Sciagraph is designed as always-on profiling: it should be both robust and fast enough that you can enable it on all your production batch jobs. Then, when you find you’re using too many resources or your program is too slow, you can go back and look at the profiling results.

To run Sciagraph in production, you need to ensure four things:

  1. The sciagraph package is installed.
  2. Your program runs with SCIAGRAPH_ACCESS_KEY and SCIAGRAPH_ACCESS_SECRET environment variables set.
  3. Your program is run with Sciagraph enabled.
  4. You are keeping tracking of the resulting profiling reports.

This articles covers the first three requirements; the fourth is covered in a separate howto on keeping track of reports.

Step 1: Making sure sciagraph is installed

The sciagraph package can be installed normally from PyPI. Make sure you’re using a recent version of pip by upgrading it first; you can easily upgrade pip by running inside a virtualenv.

pip install --upgrade pip
pip install sciagraph

Given it’s just a normal PyPI package, you can add sciagraph as just another dependency to your application, by adding it to the relevant dependency list for your application:

  • requirements.txt
  • setup.py
  • Pipfile (if you’re using Pipenv)
  • pyproject.toml (if you’re using Poetry or Flit)
  • environment.yml (if you’re using Conda)

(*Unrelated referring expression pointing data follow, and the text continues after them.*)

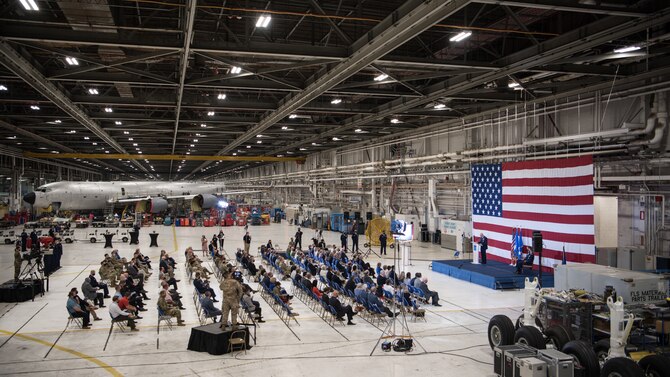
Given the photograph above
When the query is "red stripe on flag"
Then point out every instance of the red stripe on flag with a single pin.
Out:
(548, 182)
(587, 239)
(549, 164)
(556, 200)
(549, 218)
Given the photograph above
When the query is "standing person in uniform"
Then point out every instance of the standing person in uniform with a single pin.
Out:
(58, 252)
(483, 246)
(247, 242)
(298, 239)
(34, 240)
(205, 245)
(18, 260)
(221, 238)
(354, 241)
(232, 293)
(382, 243)
(24, 240)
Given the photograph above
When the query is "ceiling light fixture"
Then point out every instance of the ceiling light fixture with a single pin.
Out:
(460, 36)
(624, 50)
(263, 21)
(381, 77)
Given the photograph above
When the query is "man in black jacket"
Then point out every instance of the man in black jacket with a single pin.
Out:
(96, 284)
(247, 242)
(340, 309)
(298, 239)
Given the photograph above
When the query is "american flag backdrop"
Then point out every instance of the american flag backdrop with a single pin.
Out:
(552, 196)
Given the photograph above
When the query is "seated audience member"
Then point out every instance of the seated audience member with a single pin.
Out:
(124, 303)
(75, 310)
(94, 283)
(118, 314)
(373, 299)
(423, 285)
(172, 296)
(207, 305)
(340, 309)
(315, 289)
(251, 305)
(86, 306)
(203, 286)
(168, 309)
(91, 293)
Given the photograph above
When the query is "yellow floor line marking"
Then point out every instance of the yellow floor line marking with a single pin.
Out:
(108, 368)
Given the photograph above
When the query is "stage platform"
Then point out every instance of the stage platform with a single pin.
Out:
(494, 275)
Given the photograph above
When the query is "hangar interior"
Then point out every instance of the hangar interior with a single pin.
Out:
(352, 105)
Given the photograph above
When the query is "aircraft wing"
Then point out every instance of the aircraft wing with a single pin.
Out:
(184, 196)
(128, 200)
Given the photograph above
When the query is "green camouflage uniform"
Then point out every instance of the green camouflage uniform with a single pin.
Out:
(232, 293)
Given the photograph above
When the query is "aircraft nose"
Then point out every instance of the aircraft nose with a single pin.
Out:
(30, 198)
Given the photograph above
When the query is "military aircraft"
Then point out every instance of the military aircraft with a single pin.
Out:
(148, 196)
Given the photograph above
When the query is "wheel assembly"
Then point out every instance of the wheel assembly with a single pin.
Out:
(622, 367)
(501, 331)
(584, 356)
(655, 366)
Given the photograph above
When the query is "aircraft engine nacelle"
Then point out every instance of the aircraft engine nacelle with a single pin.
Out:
(203, 201)
(153, 205)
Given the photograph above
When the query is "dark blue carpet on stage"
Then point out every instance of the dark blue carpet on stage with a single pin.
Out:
(494, 275)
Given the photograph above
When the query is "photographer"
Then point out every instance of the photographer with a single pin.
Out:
(18, 261)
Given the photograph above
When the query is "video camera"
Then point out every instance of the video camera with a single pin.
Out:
(33, 254)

Conda packages are not available yet.

Step 2: Sign up for an account

In order to use Sciagraph in production, you will need an account with the Sciagraph service. This will give you the access key for the next step.

To get an access key, sign up for a Sciagraph account.

Step 3: Making sure API token environment variables are set

In order to validate that you are a paying user of Sciagraph, you need to set two environment variables wherever your program is running: SCIAGRAPH_ACCESS_KEY and SCIAGRAPH_ACCESS_SECRET. As with other secrets, you don’t want to check these in to your source code repository. You need to get these two environment variables from your new account.

In shell scripts you can just set these with an export command:

export SCIAGRAPH_ACCESS_KEY=...
export SCIAGRAPH_ACCESS_SECRET=...

Setting environment variables in containers

Container runtimes typically have a way to set environment variables. For example:

The documentation will eventually have more detailed instructions for getting these and other runtime environments configured appropriately. Please reach out if you need help.

Step 3: Run your program with Sciagraph enabled

At the moment Sciagraph profiles you whole process, from start to finish. In the future additional options will be available for situations like Celery workers that can run multiple jobs, but for now only a single job per process is supported.

Let’s say your program is typically run like this:

$ python yourprogram.py --load=data/ --twiddle=2.718

There are two ways you can your program with Sciagraph.

Option #1: Running your program with python -m sciagraph

Instead of running your program as above, you can run it with python -m sciagraph run:

$ python -m sciagraph run yourprogram.py --load=data/ --twiddle=2.718

This launches a new Python subprocess, and that is what actually runs your code. Any arguments after run are passed to the new Python interpreter. So if your program is typically run like this:

$ python -m yourpackage arg1 arg2

You can run it with Sciagraph like so:

$ python -m sciagraph run -m yourpackage arg1 arg2

Option #2: Enabling Sciagraph using an environment variable

In some cases you can’t use python -m sciagraph. In this situations, you can instead automatically enable profiling on Python processes by setting an environment variable.

$ export SCIAGRAPH_MODE=process
$ python yourprogram.py --load=data/ --twiddle=2.718

The Python program above will be automatically profiled using Sciagraph, because that environment variable is set.

Next steps

Once you have installed Sciagraph, setting the secrets, and enabled profiling, your program will automatically run under Sciagraph profiling. When the batch process exits, it will upload the report in encrypted form, log the information needed to download the report, and store the report to local disk if you want to store reports yourself.